It’s as badly written as anything else put out by CRI, but still, take a look at this interesting little piece about the “discovery” of 127 old Russian-style houses in Shangzhi, Heilongjiang:
 Record shows foreigners swarmed into the old town of Yimianpo at the end of the 19th century and built large quantities of houses, featuring wooden doors and windows, internal fireplaces and storerooms, and embossment on external walls. These mainly Russian-flavored houses are now still in use, as residences, hospitals, inns and so on.

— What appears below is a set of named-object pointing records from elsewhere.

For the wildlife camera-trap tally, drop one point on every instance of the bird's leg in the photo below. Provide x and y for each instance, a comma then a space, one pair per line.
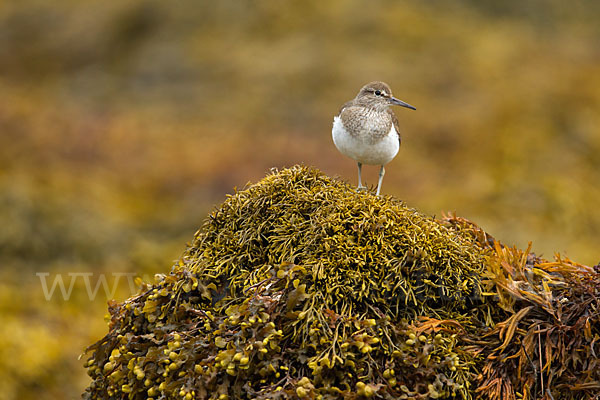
360, 186
381, 174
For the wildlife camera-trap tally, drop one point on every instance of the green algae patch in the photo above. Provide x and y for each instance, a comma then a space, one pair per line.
301, 287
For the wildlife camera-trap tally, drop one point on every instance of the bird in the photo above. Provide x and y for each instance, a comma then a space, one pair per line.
366, 129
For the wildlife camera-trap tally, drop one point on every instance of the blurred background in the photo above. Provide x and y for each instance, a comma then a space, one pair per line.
123, 123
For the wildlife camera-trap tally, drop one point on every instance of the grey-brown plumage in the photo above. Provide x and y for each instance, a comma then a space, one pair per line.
366, 129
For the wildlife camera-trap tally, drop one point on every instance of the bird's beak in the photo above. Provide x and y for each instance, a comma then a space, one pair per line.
397, 102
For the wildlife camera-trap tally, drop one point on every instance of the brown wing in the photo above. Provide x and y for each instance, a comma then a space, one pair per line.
395, 122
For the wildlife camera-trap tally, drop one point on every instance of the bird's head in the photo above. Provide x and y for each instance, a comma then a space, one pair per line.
378, 95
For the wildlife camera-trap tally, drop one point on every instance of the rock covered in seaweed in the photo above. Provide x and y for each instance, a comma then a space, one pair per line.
300, 287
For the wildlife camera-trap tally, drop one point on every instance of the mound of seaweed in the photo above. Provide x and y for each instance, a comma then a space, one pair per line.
301, 287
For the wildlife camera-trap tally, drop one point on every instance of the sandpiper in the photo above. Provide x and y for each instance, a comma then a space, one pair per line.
366, 129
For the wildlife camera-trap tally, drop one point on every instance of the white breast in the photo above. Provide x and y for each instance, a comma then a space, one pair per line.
362, 148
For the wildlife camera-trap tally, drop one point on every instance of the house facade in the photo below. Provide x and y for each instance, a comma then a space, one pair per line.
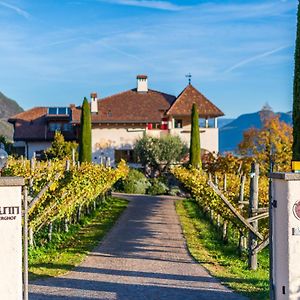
119, 120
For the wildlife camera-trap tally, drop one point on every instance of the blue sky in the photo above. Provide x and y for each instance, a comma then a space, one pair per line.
240, 53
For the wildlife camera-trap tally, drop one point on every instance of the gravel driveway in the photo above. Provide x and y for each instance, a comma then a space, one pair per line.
143, 257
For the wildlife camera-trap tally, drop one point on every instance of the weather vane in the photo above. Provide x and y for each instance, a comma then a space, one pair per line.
189, 76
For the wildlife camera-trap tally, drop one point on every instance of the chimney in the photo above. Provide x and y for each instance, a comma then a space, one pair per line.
142, 83
94, 103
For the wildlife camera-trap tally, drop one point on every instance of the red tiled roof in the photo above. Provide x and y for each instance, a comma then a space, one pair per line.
32, 125
132, 106
141, 77
184, 102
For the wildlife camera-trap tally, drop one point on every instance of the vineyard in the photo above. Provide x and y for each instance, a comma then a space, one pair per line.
60, 193
226, 199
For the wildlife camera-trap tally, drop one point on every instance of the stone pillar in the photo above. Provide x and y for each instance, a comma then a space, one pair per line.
216, 123
285, 266
11, 287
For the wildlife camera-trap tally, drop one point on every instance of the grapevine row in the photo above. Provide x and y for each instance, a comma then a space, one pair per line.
70, 189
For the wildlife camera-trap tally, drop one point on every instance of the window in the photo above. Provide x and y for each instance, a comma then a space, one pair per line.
55, 126
67, 127
127, 155
59, 110
178, 123
52, 110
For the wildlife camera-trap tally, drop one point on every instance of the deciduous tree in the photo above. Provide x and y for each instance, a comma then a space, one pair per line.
296, 101
60, 148
271, 143
157, 154
195, 149
85, 141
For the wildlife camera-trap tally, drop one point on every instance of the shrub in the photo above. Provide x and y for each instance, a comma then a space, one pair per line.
135, 183
174, 191
157, 188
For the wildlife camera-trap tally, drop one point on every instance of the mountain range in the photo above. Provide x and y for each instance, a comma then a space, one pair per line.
8, 108
230, 130
231, 134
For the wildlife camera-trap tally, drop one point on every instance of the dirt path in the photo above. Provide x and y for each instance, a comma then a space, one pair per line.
143, 257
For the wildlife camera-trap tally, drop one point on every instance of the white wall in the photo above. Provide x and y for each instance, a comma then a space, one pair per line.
105, 140
209, 137
11, 241
36, 146
32, 147
286, 236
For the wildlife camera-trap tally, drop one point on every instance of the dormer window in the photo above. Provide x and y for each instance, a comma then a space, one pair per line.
59, 111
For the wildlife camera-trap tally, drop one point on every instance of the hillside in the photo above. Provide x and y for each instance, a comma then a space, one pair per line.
231, 134
8, 108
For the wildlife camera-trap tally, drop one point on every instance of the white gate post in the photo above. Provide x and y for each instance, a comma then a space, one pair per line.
285, 235
11, 287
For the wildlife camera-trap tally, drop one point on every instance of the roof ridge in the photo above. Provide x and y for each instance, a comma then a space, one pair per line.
133, 90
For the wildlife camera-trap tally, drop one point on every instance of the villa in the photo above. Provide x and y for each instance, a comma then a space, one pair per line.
119, 120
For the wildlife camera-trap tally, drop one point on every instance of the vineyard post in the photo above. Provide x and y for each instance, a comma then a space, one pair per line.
253, 206
50, 229
30, 237
225, 183
242, 187
32, 164
25, 232
79, 213
66, 227
73, 157
67, 165
225, 231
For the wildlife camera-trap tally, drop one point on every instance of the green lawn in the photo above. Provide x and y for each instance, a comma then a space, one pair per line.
222, 260
69, 249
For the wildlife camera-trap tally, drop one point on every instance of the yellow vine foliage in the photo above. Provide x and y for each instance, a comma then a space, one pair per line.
196, 182
79, 186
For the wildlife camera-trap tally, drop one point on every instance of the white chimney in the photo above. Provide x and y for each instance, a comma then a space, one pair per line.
94, 103
142, 83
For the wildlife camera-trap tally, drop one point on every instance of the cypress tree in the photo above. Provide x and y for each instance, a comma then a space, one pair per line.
195, 149
85, 141
296, 100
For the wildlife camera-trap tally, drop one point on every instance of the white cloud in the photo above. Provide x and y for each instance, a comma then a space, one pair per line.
255, 58
153, 4
16, 9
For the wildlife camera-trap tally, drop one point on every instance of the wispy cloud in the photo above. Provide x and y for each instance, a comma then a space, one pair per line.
161, 5
254, 58
16, 9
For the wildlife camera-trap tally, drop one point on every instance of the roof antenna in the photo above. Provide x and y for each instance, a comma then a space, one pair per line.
189, 76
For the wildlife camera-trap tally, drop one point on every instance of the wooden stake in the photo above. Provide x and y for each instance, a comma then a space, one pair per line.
253, 205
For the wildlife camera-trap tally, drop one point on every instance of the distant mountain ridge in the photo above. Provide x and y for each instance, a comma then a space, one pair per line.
8, 108
231, 134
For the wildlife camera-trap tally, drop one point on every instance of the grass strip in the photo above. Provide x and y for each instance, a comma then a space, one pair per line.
69, 249
222, 261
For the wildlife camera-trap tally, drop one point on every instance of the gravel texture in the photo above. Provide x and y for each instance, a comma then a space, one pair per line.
143, 257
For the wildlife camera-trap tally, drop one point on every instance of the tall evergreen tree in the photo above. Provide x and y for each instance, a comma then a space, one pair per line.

I’ve been teaching English too long- I so want to grab a red pen and start correcting that. Anyway, I think it’s fairly safe to assume that the “foreigners” who “swarmed” into Yimianpo were almost all Russian, and that’s why they built Russian-style houses. It’s hardly a surprise, of course, because Russian expansion eastwards began several hundred years before, and from the late 19th century right through the first half of the 20th century, Russia showed an inordinate amount of interest in northeast China. Ice-free ports, for one thing. Russia always lacked ice-free ports. And then of course there were Russians fleeing things like revolutions, civil wars and political persecution in the early 20th century. One result of all this is that Russians were recognised as an ethnic minority of China because by the time the People’s Republic was founded and scholars were sent out to study such things there were pretty solid Russian communities established in the northeast and Xinjiang.